Off the Battlefield and Socks

An old photo depicting men and women knitting socks flashes before my mind’s eye. Young and old, men and women, the wounded. Knitting socks was a way to support the troops of World War I. Today a trip to Walmart can easily supply a package of cotton socks. Wool socks, sturdy and durable might take a bit more searching to find, but a visit to a good sporting goods store, especially one selling skiing supplies, will do the trick. The days when proper foot care required handmade socks are long gone, and with the passage of time the memory of the dedicated service provided by the sock makers has faded. It is estimated that sixty-five million men were mobilized to fight in WWI, and each soldier would have needed socks as he went to war, and then more socks to replace the ones worn out from long marches or damp trenches. On the home front, knitting campaigns called people to action. Idle hands at home meant soldiers on the battlefield would suffer.
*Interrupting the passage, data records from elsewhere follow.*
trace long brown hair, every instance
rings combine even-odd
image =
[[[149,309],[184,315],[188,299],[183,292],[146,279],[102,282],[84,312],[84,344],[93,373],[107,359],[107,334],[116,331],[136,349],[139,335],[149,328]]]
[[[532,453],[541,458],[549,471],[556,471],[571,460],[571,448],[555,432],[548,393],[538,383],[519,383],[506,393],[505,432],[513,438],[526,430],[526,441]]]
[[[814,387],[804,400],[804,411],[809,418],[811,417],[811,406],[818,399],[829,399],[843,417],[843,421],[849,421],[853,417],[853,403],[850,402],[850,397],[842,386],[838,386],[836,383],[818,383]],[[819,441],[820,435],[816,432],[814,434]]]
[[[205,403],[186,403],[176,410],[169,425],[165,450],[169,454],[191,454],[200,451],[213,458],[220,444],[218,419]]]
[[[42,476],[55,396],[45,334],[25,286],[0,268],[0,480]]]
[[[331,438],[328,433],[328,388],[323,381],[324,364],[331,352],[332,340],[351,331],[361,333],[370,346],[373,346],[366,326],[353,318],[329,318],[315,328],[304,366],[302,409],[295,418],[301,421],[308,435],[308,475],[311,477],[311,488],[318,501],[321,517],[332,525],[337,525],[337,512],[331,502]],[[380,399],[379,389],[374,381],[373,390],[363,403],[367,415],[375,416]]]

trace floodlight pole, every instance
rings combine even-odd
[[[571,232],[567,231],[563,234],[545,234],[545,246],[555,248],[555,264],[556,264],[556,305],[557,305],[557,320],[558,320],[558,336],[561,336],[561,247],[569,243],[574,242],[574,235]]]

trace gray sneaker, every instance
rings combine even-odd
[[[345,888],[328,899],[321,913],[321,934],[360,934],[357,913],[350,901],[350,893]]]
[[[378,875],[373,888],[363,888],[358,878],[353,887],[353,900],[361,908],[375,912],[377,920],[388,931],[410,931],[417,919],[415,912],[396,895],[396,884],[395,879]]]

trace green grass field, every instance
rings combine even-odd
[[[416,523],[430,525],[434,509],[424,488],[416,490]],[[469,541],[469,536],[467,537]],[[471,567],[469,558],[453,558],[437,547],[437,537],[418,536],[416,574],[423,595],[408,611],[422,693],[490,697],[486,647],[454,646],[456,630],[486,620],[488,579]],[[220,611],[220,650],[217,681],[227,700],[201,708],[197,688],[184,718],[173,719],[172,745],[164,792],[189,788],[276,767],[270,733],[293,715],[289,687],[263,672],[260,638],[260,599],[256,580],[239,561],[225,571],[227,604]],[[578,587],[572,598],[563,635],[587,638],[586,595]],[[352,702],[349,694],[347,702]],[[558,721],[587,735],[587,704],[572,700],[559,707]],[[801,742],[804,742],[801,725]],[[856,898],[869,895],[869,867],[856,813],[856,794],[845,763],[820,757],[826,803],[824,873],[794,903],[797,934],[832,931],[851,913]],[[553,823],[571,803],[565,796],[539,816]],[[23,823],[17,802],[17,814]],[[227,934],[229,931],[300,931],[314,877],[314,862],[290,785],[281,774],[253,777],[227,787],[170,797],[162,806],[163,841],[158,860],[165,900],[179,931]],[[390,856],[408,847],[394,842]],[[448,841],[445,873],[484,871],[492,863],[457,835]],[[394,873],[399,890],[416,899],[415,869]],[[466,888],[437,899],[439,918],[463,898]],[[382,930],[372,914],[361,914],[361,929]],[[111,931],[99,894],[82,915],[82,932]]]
The technological advancements of the early 1900s did not eliminate the need for handmade socks, and as the world entered a second war, the patriotic call again went out for more socks. However, technology had made war so much more destructive. The bombing campaigns of WWII left towns in rubble and displaced an estimated sixty million Europeans. When the war ended, the hardships of war did not. Basic essentials for survival were still in desperate need. The infrastructure destroyed by military campaigns had to be rebuilt before the suffering could end. Battlefields had to be cleared and communities reestablished. Unfortunately, the humanitarian efforts of busy hands and caring hearts ran into political roadblocks. Decimated nations could not process and deliver the goods effectively. A care package from a long-distant relative or a long-distance friend had an easier time getting through to a family in need than did the large scale aid from relief organizations.
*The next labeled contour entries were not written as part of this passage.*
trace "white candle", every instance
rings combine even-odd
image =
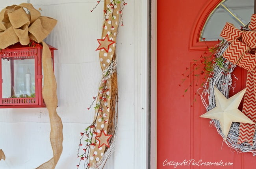
[[[31,95],[31,74],[29,69],[28,69],[28,73],[26,74],[26,92],[29,96]]]

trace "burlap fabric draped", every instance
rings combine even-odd
[[[24,8],[29,10],[28,14]],[[13,5],[3,9],[0,12],[0,48],[4,49],[19,42],[22,45],[28,45],[30,39],[43,44],[44,76],[43,96],[49,111],[51,125],[50,140],[53,157],[37,169],[52,169],[55,167],[62,152],[63,126],[61,120],[56,111],[57,85],[51,52],[43,40],[54,27],[57,20],[41,16],[41,15],[30,4]],[[2,154],[4,155],[3,152],[0,154],[0,158],[3,156]]]

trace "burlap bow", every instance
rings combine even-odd
[[[29,11],[26,13],[24,8]],[[6,7],[0,12],[0,48],[4,49],[17,42],[28,44],[30,39],[43,45],[42,62],[44,71],[43,96],[49,111],[51,125],[50,140],[53,157],[37,169],[54,169],[62,152],[62,123],[56,111],[58,100],[56,83],[52,68],[51,54],[43,42],[54,27],[57,20],[41,16],[40,12],[30,4],[22,3]]]
[[[220,35],[231,43],[223,56],[248,71],[243,113],[256,122],[256,14],[252,16],[249,27],[251,31],[242,31],[227,22]],[[237,142],[246,141],[252,145],[256,128],[255,124],[241,123]]]

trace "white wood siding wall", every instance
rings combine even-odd
[[[128,1],[124,10],[124,26],[120,27],[117,40],[118,138],[106,169],[143,169],[147,166],[147,35],[143,29],[147,28],[147,1]],[[27,2],[0,2],[1,10]],[[41,8],[42,15],[58,20],[45,40],[58,49],[55,53],[57,112],[63,122],[64,142],[56,168],[76,169],[80,133],[92,121],[94,112],[87,107],[96,95],[101,75],[98,52],[95,50],[96,39],[101,36],[103,3],[91,13],[95,0],[30,2],[36,9]],[[0,162],[0,168],[33,169],[49,160],[52,156],[50,129],[46,108],[0,109],[0,149],[6,156],[5,161]]]

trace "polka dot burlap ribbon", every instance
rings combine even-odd
[[[110,0],[104,1],[105,20],[103,25],[102,39],[98,39],[100,45],[97,50],[100,50],[100,61],[101,69],[104,73],[109,67],[112,66],[111,64],[113,63],[116,62],[115,60],[115,42],[121,11],[120,4],[115,3],[115,1],[116,1]],[[96,121],[95,127],[96,132],[91,142],[95,142],[96,144],[93,144],[90,146],[89,164],[90,167],[98,166],[95,168],[98,168],[99,165],[104,165],[101,163],[100,160],[104,155],[106,150],[109,148],[106,145],[102,145],[99,141],[100,139],[95,140],[95,137],[98,137],[100,134],[102,135],[104,134],[108,134],[108,136],[111,135],[113,137],[115,134],[116,126],[113,121],[115,118],[117,117],[115,116],[115,107],[117,95],[116,72],[115,71],[111,74],[110,78],[102,80],[100,86],[98,96],[96,102],[98,102],[100,99],[106,99],[106,101],[100,109],[96,108],[95,110],[94,121]],[[106,91],[106,94],[108,96],[106,98],[104,98],[104,94],[105,93],[102,92],[102,89],[104,87],[107,89],[108,91]],[[109,136],[106,137],[110,138]]]

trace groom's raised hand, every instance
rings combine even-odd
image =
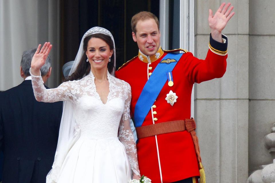
[[[229,3],[226,5],[225,3],[223,3],[214,16],[212,10],[209,10],[208,23],[211,29],[211,35],[214,39],[221,43],[222,42],[221,31],[235,14],[235,12],[231,12],[234,7],[231,6],[229,8],[231,4]]]

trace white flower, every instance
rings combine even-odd
[[[136,179],[133,179],[131,180],[129,180],[128,183],[140,183],[140,181]]]
[[[142,61],[143,61],[143,58],[142,57],[142,55],[140,55],[140,59]]]
[[[160,57],[160,53],[158,52],[157,52],[157,53],[156,54],[156,58],[158,58]]]
[[[144,183],[151,183],[151,180],[146,176],[144,176],[142,181]]]

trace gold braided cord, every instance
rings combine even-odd
[[[209,47],[213,51],[215,52],[216,53],[219,53],[220,54],[222,55],[225,55],[227,53],[227,50],[226,51],[220,51],[214,48],[213,47],[212,47],[212,46],[211,46],[211,45],[210,44],[210,43],[209,43]]]

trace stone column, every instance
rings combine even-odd
[[[275,119],[274,7],[272,0],[249,1],[250,174],[275,158],[264,145]]]

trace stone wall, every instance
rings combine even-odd
[[[275,122],[274,7],[272,0],[249,1],[250,174],[275,158],[264,143]]]
[[[215,13],[222,2],[196,2],[195,55],[199,58],[208,49],[209,9]],[[195,85],[203,164],[207,182],[213,183],[245,182],[248,175],[249,1],[231,2],[236,13],[223,33],[229,41],[226,72]]]

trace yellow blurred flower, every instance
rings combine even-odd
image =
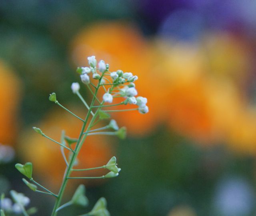
[[[65,130],[67,136],[78,138],[82,126],[81,121],[60,109],[52,110],[36,126],[48,136],[59,142],[62,130]],[[84,115],[84,112],[77,109],[75,110],[74,112],[78,116],[80,114],[81,117],[84,117],[81,114]],[[109,140],[108,137],[104,136],[88,136],[78,156],[78,165],[74,168],[91,168],[106,164],[114,154]],[[31,128],[27,129],[22,134],[18,150],[23,162],[32,162],[36,176],[52,186],[58,188],[66,167],[59,146],[39,135]],[[65,152],[68,157],[68,151]],[[105,170],[98,169],[77,172],[74,174],[76,176],[101,176],[106,172]],[[94,181],[94,183],[99,182]]]
[[[13,144],[17,138],[21,84],[17,76],[0,61],[0,143]]]

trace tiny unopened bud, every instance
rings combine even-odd
[[[109,93],[105,93],[103,95],[103,100],[106,103],[112,103],[113,101],[113,96]]]
[[[82,67],[81,69],[82,70],[82,74],[89,74],[91,72],[91,69],[88,67]]]
[[[100,71],[100,72],[104,72],[107,69],[106,67],[105,62],[103,60],[100,60],[100,61],[98,64],[98,66],[99,70]]]
[[[95,56],[92,56],[87,58],[88,62],[91,67],[95,68],[97,65],[97,60],[95,59]]]
[[[142,114],[146,114],[148,112],[148,107],[147,106],[145,106],[143,107],[139,106],[139,112]]]
[[[132,74],[130,72],[126,72],[123,74],[123,77],[126,80],[130,80],[132,77]]]
[[[100,75],[98,74],[93,74],[92,78],[95,80],[99,80],[100,78]]]
[[[146,98],[144,98],[141,96],[137,97],[136,100],[137,100],[137,105],[140,107],[145,106],[146,104],[148,102],[148,99]]]
[[[71,85],[71,90],[72,90],[72,91],[73,92],[73,93],[74,94],[76,94],[79,90],[79,89],[80,89],[80,85],[78,82],[73,82],[73,83],[72,83],[72,84]]]
[[[130,97],[127,98],[128,103],[130,104],[137,104],[137,100],[135,97]]]
[[[123,72],[123,71],[122,70],[118,70],[116,71],[116,73],[117,73],[117,74],[119,76],[119,77],[122,76],[123,74],[124,74],[124,72]]]
[[[116,72],[112,72],[110,73],[110,76],[113,79],[113,80],[115,81],[118,78],[118,75]]]
[[[49,100],[50,101],[53,101],[53,102],[56,102],[56,101],[57,101],[56,94],[54,92],[50,94]]]
[[[125,94],[128,97],[133,97],[138,94],[137,90],[134,87],[129,88],[126,89]]]

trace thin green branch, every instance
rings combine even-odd
[[[67,146],[64,146],[63,144],[62,144],[61,143],[60,143],[58,142],[57,142],[56,141],[54,140],[53,140],[52,139],[52,138],[50,138],[50,137],[49,137],[49,136],[47,136],[44,134],[43,134],[42,136],[44,136],[44,137],[46,137],[46,138],[49,139],[50,140],[51,140],[52,142],[54,142],[55,143],[57,143],[57,144],[58,144],[59,145],[62,146],[63,148],[66,148],[67,149],[68,149],[68,150],[69,150],[70,151],[71,151],[71,152],[74,153],[74,152],[72,149],[71,149],[71,148],[68,148]]]
[[[65,110],[67,111],[68,112],[69,112],[70,114],[72,114],[72,115],[73,115],[74,116],[76,117],[77,118],[78,118],[78,119],[79,119],[80,120],[81,120],[82,121],[84,121],[84,120],[83,120],[80,117],[76,115],[75,114],[74,114],[74,113],[73,113],[73,112],[72,112],[71,111],[68,110],[68,109],[67,109],[66,107],[64,107],[64,106],[63,106],[60,103],[58,102],[58,101],[56,101],[56,102],[55,102],[55,103],[58,105],[60,106],[60,107],[61,107],[62,108],[63,108],[63,109],[64,109]]]

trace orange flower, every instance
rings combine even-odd
[[[67,136],[78,138],[82,126],[81,122],[60,109],[50,112],[37,126],[48,136],[59,142],[62,130],[65,130]],[[84,113],[79,110],[75,112],[78,115],[79,113]],[[83,117],[82,114],[80,116]],[[108,140],[103,136],[88,136],[78,156],[79,165],[74,168],[90,168],[106,164],[114,154],[112,146]],[[30,129],[22,135],[18,152],[24,162],[32,162],[36,176],[52,186],[58,188],[66,167],[59,146]],[[65,152],[68,157],[68,151]],[[77,172],[74,174],[76,176],[101,176],[107,172],[98,169]]]
[[[0,143],[3,144],[16,141],[20,91],[18,78],[0,61]]]

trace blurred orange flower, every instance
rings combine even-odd
[[[78,115],[84,113],[77,109],[74,112],[78,113]],[[82,114],[80,116],[84,117]],[[82,126],[79,120],[64,110],[57,109],[51,112],[42,122],[37,125],[46,135],[59,142],[62,130],[65,131],[67,136],[77,138]],[[68,152],[65,151],[67,157]],[[39,135],[31,128],[22,134],[18,152],[24,162],[32,162],[36,176],[51,186],[58,188],[66,165],[58,144]],[[74,168],[101,166],[107,163],[114,156],[114,152],[113,146],[108,138],[103,136],[88,136],[78,156],[78,165]],[[106,172],[107,170],[98,169],[77,172],[74,174],[76,176],[83,174],[101,176]],[[94,183],[98,182],[94,181]]]
[[[17,76],[0,61],[0,143],[13,144],[17,138],[21,84]]]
By the end of the twentieth century, handmade socks were a novelty rather than a necessity, and nations had learned valuable lessons about both the effects of war on and off the battlefield, and the need for post-war recovery efforts to eliminate humanitarian crises once war had ceased. As the century ended, the severity of war had not necessarily diminished, but the percentage of the population directly affected by war had. War still displaced, disrupted, and decimated local populations, but seldom reached the distant homelands of the foreign nations providing military support for weak governments. Therefore, the patriotic call to serve those who sacrificed and suffered in the name of liberty, freedom, or national interest was easily drowned out by the pleasurable distractions of life in a homeland untouched by war. By the end of the twentieth century, war, much like homemade socks, was a novelty rather than a reality – something other people might do, but not something that had a place in the modern, fast-paced, safer world many were sure the new century would bring.